Structural Estimation of Markov Decision Processes in High-Dimensional State Space with Finite-Time Guarantees
Abstract
We consider the task of estimating a structural model of dynamic decisions by a human agent based on the observable history of implemented actions and visited states. This problem has an inherent nested structure: In the inner problem, an optimal policy for a given reward function is identified, whereas in the outer problem, a measure of fit is maximized. Several approaches have been proposed to alleviate the computational burden of this nested-loop structure, but these methods still suffer from high complexity when the state space is either discrete with large cardinality or continuous in high dimensions. Other approaches in the inverse reinforcement learning literature emphasize policy estimation at the expense of reduced reward estimation accuracy. In this paper, we propose a single-loop estimation algorithm with finite time guarantees that is equipped to deal with high-dimensional state spaces without compromising reward estimation accuracy. In the proposed algorithm, each policy improvement step is followed by a stochastic gradient step for likelihood maximization.
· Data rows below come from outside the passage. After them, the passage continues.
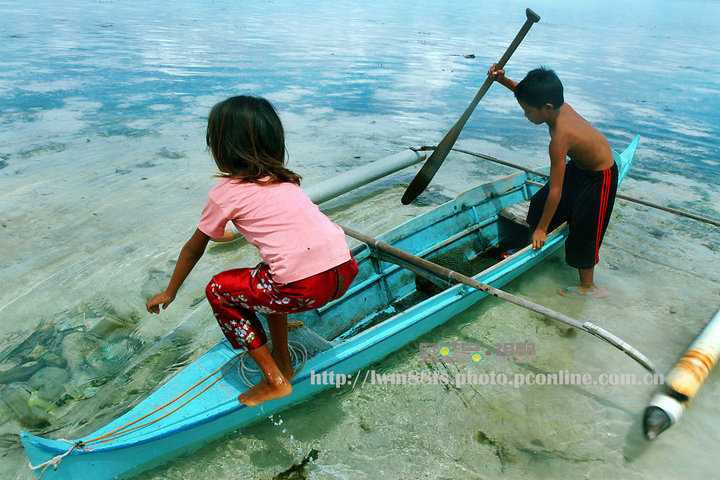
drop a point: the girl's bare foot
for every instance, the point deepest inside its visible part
(284, 364)
(264, 391)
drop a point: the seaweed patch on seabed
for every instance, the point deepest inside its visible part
(511, 452)
(69, 356)
(297, 471)
(53, 147)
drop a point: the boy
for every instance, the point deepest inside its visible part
(581, 192)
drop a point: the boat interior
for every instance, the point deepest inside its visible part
(469, 235)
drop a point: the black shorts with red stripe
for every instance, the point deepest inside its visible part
(586, 204)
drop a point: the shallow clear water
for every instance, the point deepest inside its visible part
(103, 173)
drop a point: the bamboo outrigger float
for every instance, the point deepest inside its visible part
(386, 307)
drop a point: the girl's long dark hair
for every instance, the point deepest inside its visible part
(247, 141)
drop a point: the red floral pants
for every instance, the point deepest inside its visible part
(235, 296)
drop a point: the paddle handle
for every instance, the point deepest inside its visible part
(432, 165)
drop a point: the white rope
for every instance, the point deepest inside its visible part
(298, 357)
(55, 461)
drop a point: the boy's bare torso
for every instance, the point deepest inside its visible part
(585, 144)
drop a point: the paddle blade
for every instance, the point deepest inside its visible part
(427, 172)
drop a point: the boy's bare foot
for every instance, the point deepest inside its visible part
(583, 292)
(264, 391)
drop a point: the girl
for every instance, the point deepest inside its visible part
(306, 261)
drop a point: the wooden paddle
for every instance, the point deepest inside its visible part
(431, 270)
(431, 166)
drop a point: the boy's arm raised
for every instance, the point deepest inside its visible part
(558, 155)
(189, 256)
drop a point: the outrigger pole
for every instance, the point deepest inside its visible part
(675, 211)
(427, 269)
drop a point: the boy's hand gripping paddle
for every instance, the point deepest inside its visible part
(432, 164)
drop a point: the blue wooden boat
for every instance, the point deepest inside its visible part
(386, 308)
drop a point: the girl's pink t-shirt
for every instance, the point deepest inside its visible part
(294, 237)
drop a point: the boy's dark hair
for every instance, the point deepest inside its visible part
(539, 87)
(247, 141)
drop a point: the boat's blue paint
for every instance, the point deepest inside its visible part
(216, 412)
We show the proposed algorithm converges to a stationary solution with a finite-time guarantee. Further, if the reward is parameterized linearly, the algorithm approximates the maximum likelihood estimator sublinearly.
Funding: M. Hong and S. Zeng are supported by the National Science Foundation [Grants EPCN-2311007 and CCF-1910385]. This work is also part of AI-CLIMATE: “AI Institute for Climate-Land Interactions, Mitigation, Adaptation, Tradeoffs and Economy” and is supported by the U.S. Department of Agriculture National Institute of Food and Agriculture and the National Science Foundation National AI Research Institutes [Competitive Award 2023-67021-39829]. A. Garcia is partially supported by the Army Research Office [Grant W911NF-22-1-0213].